В мае, когда Филипп оправлялся от болезни во время кампании, его посетил в Шиноне келарь монастыря Сито, который от имени герцога Бургундского и графа Неверского попросил у него разрешения принять крест. Король неохотно дал разрешение, но с оговоркой, что другим баронам не будет позволено последовать их примеру. Если бы это условие было выполнено, крестовый поход угас бы толком не начавшись. Но в конце месяца войска Филиппа одержали победу в Пуату, и его отношение к крестоносному предприятию смягчилось. Более того, становилось очевидным, что возмущение, вызванное смертью Пьера де Кастельно, было слишком сильным, чтобы сдержать его бесстрастными политическими расчетами Филиппа. Оговорка была отменена и забыта.

Заручившись поддержкой нескольких знатных баронов, чья поддержка была крайне необходима, Арно-Амори дождался 14 сентября, прежде чем официально провозгласить крестовый поход на общем капитуле ордена цистерцианцев.
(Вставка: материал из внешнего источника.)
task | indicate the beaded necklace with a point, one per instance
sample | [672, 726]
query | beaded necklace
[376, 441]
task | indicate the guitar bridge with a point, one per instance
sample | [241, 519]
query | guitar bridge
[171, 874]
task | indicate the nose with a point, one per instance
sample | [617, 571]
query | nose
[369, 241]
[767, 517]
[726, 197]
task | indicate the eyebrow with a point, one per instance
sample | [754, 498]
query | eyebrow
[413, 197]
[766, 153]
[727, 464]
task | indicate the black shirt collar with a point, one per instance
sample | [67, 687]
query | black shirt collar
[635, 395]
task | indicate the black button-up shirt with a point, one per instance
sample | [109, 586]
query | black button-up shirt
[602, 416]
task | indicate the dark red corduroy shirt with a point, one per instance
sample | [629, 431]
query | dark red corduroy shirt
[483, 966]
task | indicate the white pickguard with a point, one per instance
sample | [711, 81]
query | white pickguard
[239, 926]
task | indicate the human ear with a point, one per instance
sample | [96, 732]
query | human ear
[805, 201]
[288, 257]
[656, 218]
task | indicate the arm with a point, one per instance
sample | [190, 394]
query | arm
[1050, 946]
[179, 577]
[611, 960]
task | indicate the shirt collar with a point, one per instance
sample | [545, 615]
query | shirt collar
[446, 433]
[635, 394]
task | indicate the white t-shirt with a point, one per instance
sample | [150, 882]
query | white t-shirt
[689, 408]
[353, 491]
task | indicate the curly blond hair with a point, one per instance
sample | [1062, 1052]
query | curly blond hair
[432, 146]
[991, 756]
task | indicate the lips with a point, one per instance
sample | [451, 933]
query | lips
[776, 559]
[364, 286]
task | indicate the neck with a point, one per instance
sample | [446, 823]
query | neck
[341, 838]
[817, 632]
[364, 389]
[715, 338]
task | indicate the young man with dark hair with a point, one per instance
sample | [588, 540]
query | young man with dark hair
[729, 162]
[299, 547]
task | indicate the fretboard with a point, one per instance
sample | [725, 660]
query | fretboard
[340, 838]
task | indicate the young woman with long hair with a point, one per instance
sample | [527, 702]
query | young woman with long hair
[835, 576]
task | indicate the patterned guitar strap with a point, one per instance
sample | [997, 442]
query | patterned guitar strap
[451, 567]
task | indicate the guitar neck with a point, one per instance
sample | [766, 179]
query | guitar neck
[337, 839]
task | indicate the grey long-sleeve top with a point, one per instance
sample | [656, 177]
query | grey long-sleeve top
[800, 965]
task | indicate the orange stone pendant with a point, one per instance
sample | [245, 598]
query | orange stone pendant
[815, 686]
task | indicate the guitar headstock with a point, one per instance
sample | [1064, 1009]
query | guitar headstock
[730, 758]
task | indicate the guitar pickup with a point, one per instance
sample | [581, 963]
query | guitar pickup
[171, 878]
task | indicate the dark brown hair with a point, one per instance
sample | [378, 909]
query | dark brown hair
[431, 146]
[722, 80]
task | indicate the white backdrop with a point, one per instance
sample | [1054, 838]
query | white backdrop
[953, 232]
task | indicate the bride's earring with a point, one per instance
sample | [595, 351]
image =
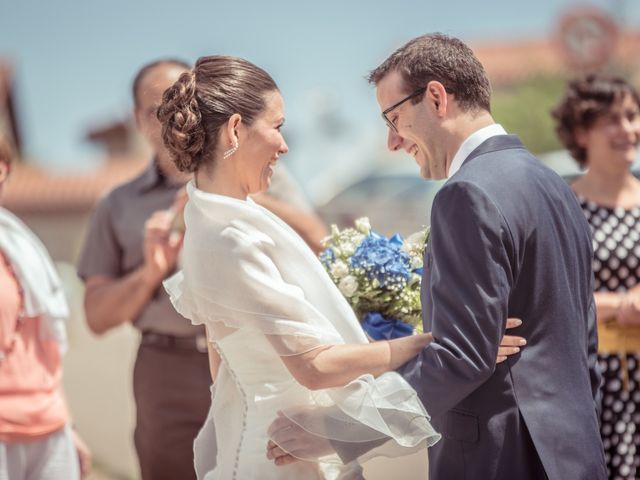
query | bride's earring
[230, 152]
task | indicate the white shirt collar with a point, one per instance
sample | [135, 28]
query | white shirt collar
[472, 142]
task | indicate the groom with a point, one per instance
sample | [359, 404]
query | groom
[508, 239]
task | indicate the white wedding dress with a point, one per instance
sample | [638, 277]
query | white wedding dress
[263, 294]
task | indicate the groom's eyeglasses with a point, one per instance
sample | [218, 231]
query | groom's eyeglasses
[389, 123]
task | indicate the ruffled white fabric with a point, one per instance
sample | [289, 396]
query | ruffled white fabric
[41, 285]
[247, 275]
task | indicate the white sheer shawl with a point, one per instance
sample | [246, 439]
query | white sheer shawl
[244, 268]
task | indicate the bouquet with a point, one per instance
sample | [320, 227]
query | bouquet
[380, 277]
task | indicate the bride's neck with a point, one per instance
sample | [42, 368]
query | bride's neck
[221, 181]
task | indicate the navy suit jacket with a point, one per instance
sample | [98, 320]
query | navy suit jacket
[508, 239]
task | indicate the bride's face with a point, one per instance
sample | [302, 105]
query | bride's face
[262, 146]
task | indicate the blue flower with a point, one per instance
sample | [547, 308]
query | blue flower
[382, 259]
[381, 328]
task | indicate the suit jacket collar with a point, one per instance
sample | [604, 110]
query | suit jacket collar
[494, 144]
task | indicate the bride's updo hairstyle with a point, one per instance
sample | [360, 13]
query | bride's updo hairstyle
[202, 100]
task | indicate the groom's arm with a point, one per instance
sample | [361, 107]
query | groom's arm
[470, 279]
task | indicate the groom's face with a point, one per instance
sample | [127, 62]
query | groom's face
[415, 126]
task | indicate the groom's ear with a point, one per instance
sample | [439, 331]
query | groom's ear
[436, 96]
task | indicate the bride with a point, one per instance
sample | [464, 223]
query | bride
[281, 336]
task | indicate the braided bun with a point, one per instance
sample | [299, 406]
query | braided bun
[182, 130]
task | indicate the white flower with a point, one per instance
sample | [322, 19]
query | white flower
[339, 269]
[348, 286]
[363, 225]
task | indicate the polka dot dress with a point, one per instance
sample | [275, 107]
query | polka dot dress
[616, 267]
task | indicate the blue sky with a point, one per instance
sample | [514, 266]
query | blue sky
[75, 59]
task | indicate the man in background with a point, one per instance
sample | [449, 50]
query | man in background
[133, 244]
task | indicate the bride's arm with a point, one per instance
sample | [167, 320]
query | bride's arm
[214, 358]
[337, 365]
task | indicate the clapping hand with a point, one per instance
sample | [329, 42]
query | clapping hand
[510, 344]
[163, 239]
[289, 442]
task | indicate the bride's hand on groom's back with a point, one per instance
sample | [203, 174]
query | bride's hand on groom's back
[510, 344]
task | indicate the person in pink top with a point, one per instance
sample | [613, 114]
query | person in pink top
[36, 440]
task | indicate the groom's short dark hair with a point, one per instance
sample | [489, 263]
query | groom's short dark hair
[445, 59]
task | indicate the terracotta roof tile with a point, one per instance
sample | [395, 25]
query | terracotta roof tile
[34, 190]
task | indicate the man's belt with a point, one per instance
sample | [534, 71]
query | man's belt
[197, 343]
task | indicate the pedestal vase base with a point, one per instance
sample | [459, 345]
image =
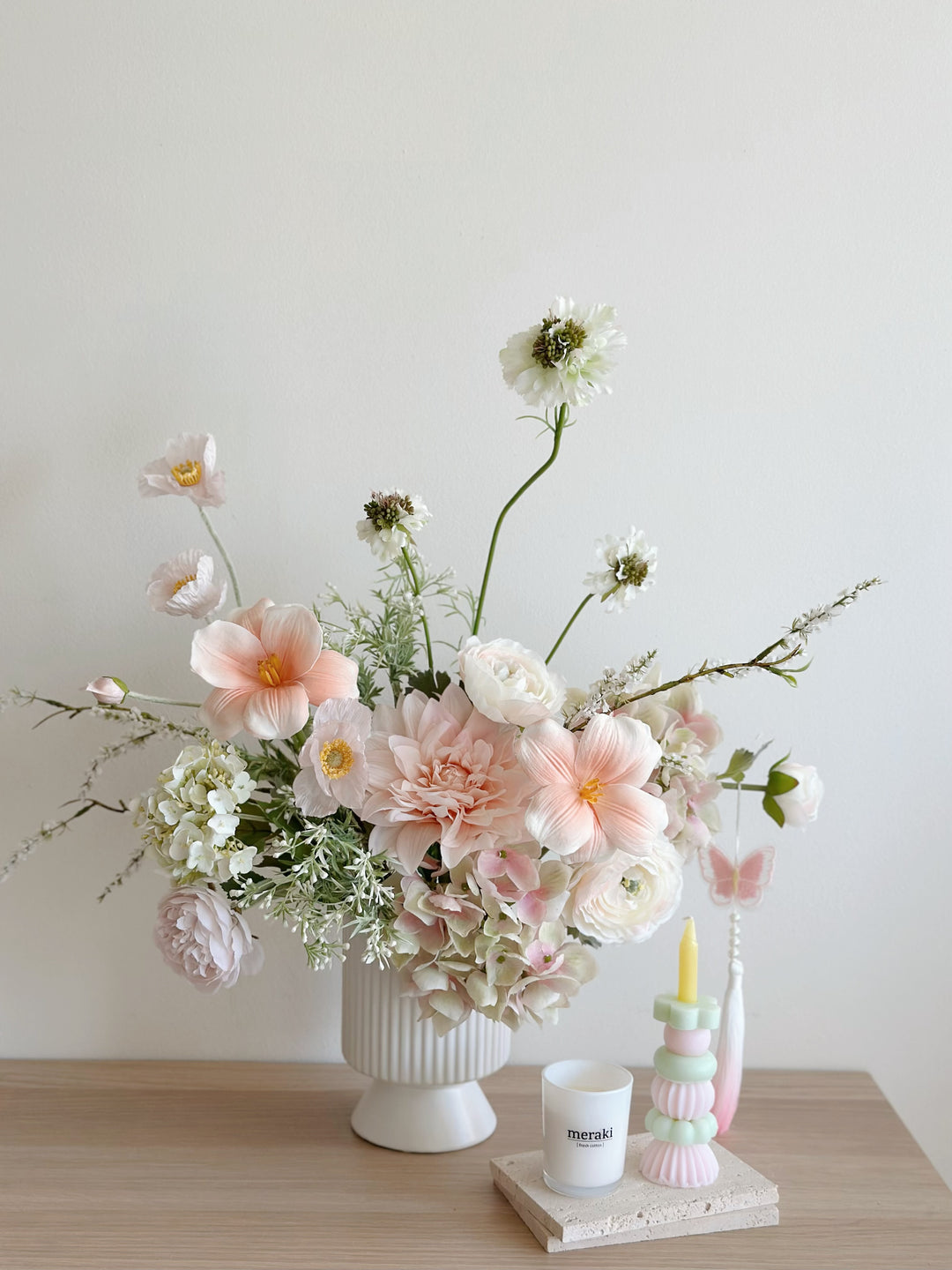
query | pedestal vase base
[424, 1117]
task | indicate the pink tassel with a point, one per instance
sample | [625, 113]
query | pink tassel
[730, 1042]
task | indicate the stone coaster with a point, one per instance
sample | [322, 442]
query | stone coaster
[740, 1198]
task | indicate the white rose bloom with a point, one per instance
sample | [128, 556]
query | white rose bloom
[509, 684]
[185, 586]
[564, 358]
[626, 565]
[623, 900]
[801, 804]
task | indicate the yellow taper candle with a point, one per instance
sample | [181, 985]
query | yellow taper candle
[687, 964]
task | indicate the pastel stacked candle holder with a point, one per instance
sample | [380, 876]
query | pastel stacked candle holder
[681, 1119]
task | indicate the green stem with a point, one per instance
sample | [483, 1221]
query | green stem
[224, 554]
[568, 628]
[559, 429]
[415, 585]
[163, 701]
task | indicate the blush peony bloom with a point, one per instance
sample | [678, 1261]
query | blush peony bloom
[625, 900]
[591, 799]
[185, 586]
[333, 765]
[204, 938]
[108, 691]
[265, 664]
[801, 804]
[509, 684]
[188, 469]
[441, 773]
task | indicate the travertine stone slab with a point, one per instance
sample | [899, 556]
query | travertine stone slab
[639, 1209]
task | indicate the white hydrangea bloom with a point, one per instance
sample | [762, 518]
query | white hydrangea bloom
[566, 357]
[625, 565]
[192, 816]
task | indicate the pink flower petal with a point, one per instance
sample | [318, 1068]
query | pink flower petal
[629, 817]
[547, 753]
[227, 655]
[331, 676]
[559, 819]
[614, 747]
[274, 714]
[224, 712]
[294, 637]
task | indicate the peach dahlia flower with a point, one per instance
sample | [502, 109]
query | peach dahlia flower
[591, 799]
[439, 771]
[265, 664]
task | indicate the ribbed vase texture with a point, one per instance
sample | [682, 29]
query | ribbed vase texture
[383, 1036]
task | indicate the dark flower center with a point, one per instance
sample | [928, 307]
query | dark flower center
[556, 340]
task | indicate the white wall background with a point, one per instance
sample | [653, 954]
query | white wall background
[309, 228]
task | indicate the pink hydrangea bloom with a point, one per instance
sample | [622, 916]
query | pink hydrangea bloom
[591, 798]
[441, 773]
[185, 469]
[204, 938]
[265, 664]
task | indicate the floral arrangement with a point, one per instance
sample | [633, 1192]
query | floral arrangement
[479, 825]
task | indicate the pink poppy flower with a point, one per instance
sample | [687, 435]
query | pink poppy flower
[441, 773]
[591, 800]
[187, 469]
[265, 664]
Альбигойский крестовый поход не обладал мощной эмоциональной привлекательностью ближневосточных крестовых походов, а Арно-Амори не был ни Святым Бернардом, ни Урбаном II. Однако цистерцианцы энергично проповедовали поход всю зиму 1208-9 годов, и реакция французской знати оказалась весьма обнадеживающей. Современники не были так шокированы идеей крестового похода в христианскую страну, как антиклерикальные историки XIX века. В обществе, основанном на общности религии, разве еретики не были иностранцами? Не были ли они, как настаивал Иннокентий в своем письме французскому королю, даже хуже сарацин, потому что были ближе к сердцу христианства? Обещание всеобщей индульгенции за уничтожение таких паразитов было слишком хорошим предложением, чтобы от него отказываться. "Я категорически обещаю, — заявил проповедник Четвертого крестового похода в Базеле всего за четыре года до этого, — что каждый из вас, кто примет крест и исповедуется, будет полностью очищен от всех своих грехов". Это обещание теперь повторялось по всей Бургундии и северной Франции. Те, кто слышал его, ничего не знали о богословских угрызениях совести, которые проводили различие между отпущением греха и исповедью. Они хотели быть причисленными к "предприимчивым бизнесменам", к которым обращался Святой Бернард во время проповеди Второго крестового похода в 1146 году. "Крест, говорил он, — это выгодная сделка, которую нельзя упустить: он обойдется вам недорого, но если вы будете носить его со смирением, он будет стоить Царства Небесного". Многие согласились, от вора из Лилля, которого графиня Шампани предпочла бы видеть в тюрьме, до графа Оверни, которого заставили присоединиться к крестоносной армии в качестве наказания за наложение рук на епископа.

Для дворянства существовали как мирские, так и духовные причины для участия в крестовом походе. Их владения, по крайней мере теоретически, были защищены в их отсутствие бдительной Церковью. Проценты по их долгам отменялись по приказу Папы, а на выплату налогов накладывался мораторий. Одна только эта уступка должна была быть непреодолимо привлекательной для рыцарских семей Бургундии, прозябавших в условиях, очень похожих на те, в которых находились сами катарские дворяне, на своих урезанных и раздробленных уделах. Кроме того, существовала перспектива распределения богатых фьефов после успешного завершения крестового похода. Декрет Иннокентия III Vergentiis in senium от 1199 года разрешал конфискацию земель еретиков, а крестоносные буллы Папы недвусмысленно предлагали эти земли тем, кто сможет их взять. Филипп II Август, правда, выдвигал серьезные оговорки на этот счет. Но они не были общеизвестны. Да и не было бы большой разницы, если бы они были известны, ведь если Эрве де Донзи, в 1199 году, без всякого на то права смог захватить графство Невер, то предприимчивый охотник за удачей, при полной поддержке Церкви, мог отвоевать графство Тулуза у его недостойного владельца.